For optimization of object functions, as defined in Eq. (17), it requires merging the links of all networks, and at every step, the model updates a new sample edge. The probability of the desired link is computed based on its associated weight. The training of our model is done jointly using the algorithm in [15] dynamically.

Personalized next-POI recommendation

After exploiting semantic relations between the nodes of the participating graphs and learning their embeddings, the next step is to make recommendations for a user. Given a query $Q(u,l,s)$, which specifies a user $u$ in a location $l$ and season s we can correspond these values to desire season $s$. Claiming that a user is willing to attend locations in specific seasons corresponding to category k_i. Finally, we rank a list with top@n unvisited location for a user u_i related to category k_i. The proposed model uses Eq. (29) to recommend unvisited locations:

$$Q\left(u,l,s\right)=\alpha \times \left({\overrightarrow{{\varvec{u}}}}^{{\varvec{T}}}\times \overrightarrow{{\varvec{l}}}\right)+\beta \times \left({\overrightarrow{{\varvec{k}}}}^{{\varvec{T}}}\times \overrightarrow{{\varvec{l}}}\right)+\gamma \times \left({{\varvec{s}}}^{{\varvec{T}}}\times \overrightarrow{{\varvec{l}}}\right)$$

(29)

where $\overrightarrow{{\varvec{u}}}$ and $\overrightarrow{{\varvec{l}}}$ is the vector representations of user $u$, and location $l$. Similarly,$\overrightarrow{{\varvec{k}}}$ represents the vector representation of the category $k$ such check-in.

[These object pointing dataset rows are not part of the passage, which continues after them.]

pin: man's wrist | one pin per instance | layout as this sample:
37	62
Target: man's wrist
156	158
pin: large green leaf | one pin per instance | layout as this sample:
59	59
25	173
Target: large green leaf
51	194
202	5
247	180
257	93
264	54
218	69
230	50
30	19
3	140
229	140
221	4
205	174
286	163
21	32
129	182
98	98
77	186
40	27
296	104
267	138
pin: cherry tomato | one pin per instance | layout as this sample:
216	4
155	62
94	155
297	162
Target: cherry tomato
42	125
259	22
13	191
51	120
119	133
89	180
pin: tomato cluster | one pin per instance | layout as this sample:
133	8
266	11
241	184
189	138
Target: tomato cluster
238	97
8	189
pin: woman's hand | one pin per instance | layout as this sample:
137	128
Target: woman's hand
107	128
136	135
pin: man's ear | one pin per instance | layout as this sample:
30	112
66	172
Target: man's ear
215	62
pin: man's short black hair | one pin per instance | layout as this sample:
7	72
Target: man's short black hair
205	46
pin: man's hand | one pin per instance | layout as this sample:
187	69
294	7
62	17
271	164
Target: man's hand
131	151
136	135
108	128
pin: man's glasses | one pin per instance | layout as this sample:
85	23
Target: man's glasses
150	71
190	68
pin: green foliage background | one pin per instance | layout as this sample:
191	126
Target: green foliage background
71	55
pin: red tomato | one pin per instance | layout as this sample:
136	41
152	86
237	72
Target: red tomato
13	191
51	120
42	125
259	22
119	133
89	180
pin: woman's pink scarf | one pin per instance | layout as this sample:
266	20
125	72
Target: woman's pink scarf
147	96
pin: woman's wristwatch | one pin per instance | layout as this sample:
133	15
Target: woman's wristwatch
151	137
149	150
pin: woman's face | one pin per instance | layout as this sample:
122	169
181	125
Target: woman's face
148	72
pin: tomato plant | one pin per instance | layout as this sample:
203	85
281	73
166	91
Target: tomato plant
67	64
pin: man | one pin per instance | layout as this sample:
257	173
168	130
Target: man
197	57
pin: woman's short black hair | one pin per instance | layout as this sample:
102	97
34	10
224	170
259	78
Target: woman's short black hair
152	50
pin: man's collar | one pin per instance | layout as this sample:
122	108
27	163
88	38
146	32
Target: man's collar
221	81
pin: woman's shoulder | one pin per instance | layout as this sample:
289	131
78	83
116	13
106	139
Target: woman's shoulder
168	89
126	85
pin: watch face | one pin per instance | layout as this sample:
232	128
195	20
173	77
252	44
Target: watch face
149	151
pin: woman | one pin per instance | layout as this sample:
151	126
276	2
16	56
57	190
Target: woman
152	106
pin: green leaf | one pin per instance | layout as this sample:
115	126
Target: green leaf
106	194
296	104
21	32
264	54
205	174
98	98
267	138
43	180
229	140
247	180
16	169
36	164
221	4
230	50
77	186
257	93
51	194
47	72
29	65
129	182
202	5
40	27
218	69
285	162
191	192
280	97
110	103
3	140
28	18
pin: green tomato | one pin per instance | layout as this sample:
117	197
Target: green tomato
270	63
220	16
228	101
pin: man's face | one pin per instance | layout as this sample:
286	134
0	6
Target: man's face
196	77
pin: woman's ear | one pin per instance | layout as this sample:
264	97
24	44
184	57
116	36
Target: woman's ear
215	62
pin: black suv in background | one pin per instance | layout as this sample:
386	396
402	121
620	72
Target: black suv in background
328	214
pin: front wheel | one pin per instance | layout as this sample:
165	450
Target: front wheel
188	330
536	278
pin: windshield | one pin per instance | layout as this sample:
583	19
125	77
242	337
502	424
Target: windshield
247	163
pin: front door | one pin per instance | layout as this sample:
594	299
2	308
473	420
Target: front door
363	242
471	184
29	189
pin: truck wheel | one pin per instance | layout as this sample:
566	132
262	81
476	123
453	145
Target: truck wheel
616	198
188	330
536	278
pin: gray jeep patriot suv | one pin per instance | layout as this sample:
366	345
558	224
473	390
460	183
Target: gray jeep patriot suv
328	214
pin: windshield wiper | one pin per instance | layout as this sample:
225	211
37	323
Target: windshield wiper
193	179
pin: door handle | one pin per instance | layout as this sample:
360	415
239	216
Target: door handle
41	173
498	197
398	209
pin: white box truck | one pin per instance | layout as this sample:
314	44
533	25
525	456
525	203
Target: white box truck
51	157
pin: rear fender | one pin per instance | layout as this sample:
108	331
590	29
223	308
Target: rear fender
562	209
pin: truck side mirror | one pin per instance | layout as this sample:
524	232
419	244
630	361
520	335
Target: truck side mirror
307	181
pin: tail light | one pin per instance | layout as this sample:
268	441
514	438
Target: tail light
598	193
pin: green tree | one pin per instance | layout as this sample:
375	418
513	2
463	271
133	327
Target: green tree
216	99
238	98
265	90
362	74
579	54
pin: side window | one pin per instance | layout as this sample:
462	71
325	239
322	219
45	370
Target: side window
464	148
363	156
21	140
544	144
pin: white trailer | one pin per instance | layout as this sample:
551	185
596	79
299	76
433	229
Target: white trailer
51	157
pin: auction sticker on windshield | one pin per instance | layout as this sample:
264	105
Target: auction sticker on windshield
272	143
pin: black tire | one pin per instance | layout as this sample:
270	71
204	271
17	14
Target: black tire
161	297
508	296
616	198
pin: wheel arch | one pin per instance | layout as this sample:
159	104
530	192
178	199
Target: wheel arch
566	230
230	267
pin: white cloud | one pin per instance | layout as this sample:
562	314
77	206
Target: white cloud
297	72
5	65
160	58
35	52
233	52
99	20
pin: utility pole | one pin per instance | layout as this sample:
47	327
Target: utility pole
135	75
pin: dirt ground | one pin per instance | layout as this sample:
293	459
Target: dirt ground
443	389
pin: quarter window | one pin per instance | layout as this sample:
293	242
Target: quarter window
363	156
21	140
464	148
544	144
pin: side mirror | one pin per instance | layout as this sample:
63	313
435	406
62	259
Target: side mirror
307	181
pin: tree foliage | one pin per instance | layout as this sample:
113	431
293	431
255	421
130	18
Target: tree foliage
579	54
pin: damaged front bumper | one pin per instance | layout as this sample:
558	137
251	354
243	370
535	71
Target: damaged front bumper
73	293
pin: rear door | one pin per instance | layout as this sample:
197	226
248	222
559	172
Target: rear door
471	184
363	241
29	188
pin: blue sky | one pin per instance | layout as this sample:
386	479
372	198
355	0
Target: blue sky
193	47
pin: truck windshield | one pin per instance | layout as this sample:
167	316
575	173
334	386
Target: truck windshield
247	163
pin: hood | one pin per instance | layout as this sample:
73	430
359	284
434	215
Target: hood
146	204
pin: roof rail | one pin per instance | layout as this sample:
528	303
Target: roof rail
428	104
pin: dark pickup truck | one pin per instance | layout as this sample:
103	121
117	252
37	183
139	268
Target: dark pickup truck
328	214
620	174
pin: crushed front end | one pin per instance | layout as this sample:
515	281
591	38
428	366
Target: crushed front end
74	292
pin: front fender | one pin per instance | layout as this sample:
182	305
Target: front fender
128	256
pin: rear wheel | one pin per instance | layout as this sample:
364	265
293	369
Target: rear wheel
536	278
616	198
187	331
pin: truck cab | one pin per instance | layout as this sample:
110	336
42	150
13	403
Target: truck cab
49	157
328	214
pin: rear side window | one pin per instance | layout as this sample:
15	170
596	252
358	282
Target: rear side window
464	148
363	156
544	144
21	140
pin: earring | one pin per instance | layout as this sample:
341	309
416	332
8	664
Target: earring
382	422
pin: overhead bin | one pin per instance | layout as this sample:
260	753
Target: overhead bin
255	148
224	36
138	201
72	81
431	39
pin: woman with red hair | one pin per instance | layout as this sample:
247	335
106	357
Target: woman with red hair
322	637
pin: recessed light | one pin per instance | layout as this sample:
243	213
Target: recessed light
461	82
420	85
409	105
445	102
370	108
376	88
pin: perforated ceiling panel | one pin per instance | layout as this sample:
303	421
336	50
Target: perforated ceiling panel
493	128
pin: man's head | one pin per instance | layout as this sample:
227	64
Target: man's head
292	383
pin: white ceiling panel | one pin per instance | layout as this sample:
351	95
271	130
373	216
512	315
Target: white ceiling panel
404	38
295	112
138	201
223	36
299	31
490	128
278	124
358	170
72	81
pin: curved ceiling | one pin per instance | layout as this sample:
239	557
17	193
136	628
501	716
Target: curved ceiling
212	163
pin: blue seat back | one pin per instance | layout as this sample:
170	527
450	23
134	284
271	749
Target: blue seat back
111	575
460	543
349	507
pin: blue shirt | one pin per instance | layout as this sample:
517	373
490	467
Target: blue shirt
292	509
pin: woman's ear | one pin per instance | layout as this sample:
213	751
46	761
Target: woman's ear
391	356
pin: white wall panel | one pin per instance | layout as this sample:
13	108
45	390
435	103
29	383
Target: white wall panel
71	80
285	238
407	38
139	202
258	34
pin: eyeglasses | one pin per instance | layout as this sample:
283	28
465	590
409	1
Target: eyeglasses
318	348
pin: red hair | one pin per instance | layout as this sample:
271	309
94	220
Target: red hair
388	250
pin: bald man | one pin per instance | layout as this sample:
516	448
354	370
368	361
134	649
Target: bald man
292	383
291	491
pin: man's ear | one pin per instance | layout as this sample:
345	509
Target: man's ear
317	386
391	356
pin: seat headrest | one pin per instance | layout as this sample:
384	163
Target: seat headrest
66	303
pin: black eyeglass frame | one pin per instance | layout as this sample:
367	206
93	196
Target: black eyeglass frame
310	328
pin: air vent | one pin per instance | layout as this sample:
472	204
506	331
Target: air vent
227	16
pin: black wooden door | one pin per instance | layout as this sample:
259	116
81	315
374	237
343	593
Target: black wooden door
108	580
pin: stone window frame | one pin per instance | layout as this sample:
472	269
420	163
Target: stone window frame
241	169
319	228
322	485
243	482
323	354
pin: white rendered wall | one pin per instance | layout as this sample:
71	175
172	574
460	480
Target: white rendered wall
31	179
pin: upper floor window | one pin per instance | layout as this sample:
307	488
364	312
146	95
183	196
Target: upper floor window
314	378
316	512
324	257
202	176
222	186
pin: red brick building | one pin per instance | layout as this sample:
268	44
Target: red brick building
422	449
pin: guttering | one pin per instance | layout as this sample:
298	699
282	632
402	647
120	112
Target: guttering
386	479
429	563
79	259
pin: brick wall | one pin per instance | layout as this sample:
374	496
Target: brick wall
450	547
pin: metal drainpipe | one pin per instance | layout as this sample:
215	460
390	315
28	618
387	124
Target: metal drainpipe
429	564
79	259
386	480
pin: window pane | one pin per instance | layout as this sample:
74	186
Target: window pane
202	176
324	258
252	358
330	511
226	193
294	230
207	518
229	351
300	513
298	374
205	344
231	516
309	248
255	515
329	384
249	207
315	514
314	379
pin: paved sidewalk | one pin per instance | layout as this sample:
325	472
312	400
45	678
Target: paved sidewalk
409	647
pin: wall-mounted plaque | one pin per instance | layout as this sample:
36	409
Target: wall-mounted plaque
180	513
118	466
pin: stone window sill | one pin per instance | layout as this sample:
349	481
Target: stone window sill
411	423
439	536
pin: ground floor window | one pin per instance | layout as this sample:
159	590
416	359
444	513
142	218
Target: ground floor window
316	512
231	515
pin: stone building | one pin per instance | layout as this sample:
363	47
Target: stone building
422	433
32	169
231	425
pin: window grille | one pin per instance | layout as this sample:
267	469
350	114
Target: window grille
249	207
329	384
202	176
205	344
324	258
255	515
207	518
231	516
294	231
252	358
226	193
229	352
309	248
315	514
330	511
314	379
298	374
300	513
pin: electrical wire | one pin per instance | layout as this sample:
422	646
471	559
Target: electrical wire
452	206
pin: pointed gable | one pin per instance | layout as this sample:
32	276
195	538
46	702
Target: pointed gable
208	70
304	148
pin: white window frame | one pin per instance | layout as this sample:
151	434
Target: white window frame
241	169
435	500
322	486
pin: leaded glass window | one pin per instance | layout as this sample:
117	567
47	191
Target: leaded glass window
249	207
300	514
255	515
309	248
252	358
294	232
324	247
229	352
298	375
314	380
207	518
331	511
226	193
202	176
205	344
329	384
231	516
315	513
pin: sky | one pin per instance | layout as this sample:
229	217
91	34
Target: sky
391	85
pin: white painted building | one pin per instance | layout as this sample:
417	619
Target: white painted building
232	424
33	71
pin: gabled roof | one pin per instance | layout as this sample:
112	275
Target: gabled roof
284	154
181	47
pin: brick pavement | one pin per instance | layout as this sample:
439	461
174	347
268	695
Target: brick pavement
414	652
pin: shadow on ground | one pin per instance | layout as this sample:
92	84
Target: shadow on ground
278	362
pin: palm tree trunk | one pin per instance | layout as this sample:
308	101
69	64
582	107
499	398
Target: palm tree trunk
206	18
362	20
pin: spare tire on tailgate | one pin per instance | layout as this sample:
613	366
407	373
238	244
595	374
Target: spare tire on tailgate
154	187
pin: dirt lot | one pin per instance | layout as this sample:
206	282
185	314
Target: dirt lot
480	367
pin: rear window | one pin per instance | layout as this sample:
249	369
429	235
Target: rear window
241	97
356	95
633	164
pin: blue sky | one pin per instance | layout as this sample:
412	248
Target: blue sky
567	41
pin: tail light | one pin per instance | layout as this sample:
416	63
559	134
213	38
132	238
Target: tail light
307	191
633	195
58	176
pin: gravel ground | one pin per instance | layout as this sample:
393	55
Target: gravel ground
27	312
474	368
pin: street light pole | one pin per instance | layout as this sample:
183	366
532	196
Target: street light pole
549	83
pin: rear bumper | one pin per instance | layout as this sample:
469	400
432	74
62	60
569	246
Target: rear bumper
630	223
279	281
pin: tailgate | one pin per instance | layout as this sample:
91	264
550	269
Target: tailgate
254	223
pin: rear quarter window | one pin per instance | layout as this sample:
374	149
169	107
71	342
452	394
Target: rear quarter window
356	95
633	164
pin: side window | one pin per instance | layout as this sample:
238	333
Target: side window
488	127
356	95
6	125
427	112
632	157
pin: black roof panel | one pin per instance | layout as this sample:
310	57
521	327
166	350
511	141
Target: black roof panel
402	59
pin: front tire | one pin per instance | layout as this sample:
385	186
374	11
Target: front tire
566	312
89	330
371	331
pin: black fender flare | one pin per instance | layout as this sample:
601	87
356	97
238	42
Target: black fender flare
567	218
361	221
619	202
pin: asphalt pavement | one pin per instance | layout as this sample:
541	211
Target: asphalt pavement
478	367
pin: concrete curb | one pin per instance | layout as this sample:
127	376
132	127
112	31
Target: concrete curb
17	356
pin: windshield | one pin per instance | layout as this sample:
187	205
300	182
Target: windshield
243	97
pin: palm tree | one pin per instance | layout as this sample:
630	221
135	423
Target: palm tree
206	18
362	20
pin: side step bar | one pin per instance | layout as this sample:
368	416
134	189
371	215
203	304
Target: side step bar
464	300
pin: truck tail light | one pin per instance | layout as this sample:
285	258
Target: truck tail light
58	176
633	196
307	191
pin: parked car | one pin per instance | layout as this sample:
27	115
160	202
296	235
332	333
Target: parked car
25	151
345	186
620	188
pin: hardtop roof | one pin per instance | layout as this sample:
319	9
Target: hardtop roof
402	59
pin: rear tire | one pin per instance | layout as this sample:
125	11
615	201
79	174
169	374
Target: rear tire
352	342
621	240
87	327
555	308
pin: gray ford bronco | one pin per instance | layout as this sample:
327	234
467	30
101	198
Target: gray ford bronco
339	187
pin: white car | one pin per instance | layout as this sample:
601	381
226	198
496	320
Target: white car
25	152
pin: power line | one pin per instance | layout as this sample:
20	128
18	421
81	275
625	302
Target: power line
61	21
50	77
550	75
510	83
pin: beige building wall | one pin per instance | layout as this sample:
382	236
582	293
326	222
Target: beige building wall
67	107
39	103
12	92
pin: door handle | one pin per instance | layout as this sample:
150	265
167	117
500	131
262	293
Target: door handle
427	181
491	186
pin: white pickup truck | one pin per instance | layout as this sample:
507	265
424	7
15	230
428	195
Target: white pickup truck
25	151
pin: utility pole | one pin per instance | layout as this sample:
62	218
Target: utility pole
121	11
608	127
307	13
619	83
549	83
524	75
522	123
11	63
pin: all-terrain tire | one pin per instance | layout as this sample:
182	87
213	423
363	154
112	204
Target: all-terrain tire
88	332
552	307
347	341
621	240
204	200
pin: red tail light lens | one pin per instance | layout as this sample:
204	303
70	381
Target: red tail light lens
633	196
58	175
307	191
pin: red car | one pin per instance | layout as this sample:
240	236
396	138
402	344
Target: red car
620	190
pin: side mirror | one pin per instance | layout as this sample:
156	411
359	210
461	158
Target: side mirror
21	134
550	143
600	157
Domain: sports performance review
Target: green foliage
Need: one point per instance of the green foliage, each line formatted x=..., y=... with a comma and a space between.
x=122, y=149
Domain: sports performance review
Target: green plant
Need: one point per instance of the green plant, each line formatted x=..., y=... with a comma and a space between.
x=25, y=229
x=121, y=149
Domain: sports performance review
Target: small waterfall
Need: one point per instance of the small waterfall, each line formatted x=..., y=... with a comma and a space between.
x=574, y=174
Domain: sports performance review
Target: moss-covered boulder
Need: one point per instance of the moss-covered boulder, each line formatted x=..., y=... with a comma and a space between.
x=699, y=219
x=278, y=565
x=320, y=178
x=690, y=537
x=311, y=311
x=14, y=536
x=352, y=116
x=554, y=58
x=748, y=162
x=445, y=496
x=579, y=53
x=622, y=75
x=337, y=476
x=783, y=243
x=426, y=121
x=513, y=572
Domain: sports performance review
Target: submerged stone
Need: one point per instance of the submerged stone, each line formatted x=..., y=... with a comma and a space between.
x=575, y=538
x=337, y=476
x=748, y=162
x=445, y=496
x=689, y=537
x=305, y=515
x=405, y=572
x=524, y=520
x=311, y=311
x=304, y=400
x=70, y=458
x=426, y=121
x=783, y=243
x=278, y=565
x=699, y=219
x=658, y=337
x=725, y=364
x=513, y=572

The proposed model uses cloud computing to store and process the data, and to jointly learn the vector representations from various information graphs in the same embedding space. This allows for more efficient handling of large amounts of data and the ability to perform complex computations. The cloud-based solution also allows for the incorporation of more information networks, which in turn reduces sparsity by incorporating more information networks, and jointly learns the dynamics of the social influence ${(\overrightarrow{{\varvec{u}}}}^{{\varvec{T}}}\times \overrightarrow{{\varvec{l}}})$, the geographical influence (${\overrightarrow{{\varvec{k}}}}^{{\varvec{T}}}\times \overrightarrow{{\varvec{l}}}$), and the temporal influence (${\overrightarrow{{\varvec{s}}}}^{{\varvec{T}}}\times \overrightarrow{{\varvec{l}}}$), simultaneously to provide more accurate and personalized POI recommendations to users.

Employment of cloud and edge computing

Edge computing is a distributed computing paradigm that focuses on processing data near the source of data generation, thereby reducing latency and bandwidth usage. The proposed work leverages edge computing to process data generated by tourists using LBSNs to share their preferences and interests. LBSNs enable the collection of tourists' location and interest data, which can be processed at the network's edge, facilitating real-time and personalized recommendations. In addition to edge computing, cloud computing can be employed to store and process the large amounts of data collected from LBSNs as shown in Fig. 2 consists of two main components. The first component shows tourists using LBSNs to share their preferences and interests, generating data collected and processed at the network's edge through edge computing. The second component displays the cloud computing infrastructure used to store and process the large amounts of data collected from LBSNs. This approach enhances the computational capabilities of the proposed model and enables tourism management systems worldwide to access and use it easily.

Results and discussion

This section focuses on the performance evaluation of the proposed model based on the Foursquare dataset. That is, we compare the results of the proposed model with existing POI models.

Dataset

To analyze the results of the proposed model, we have used a publicly available dataset known as Foursquare.^{Footnote 1} The dataset consists of POIs, users’ check-ins, and friendships, which have been collected from the year 2012 to 2014. The distribution of the dataset is depicted in Table 4. The seasons are extracted using the period given in the dataset. Similarly, each POI is associated with its category like restaurant, river, lake, city, and so on.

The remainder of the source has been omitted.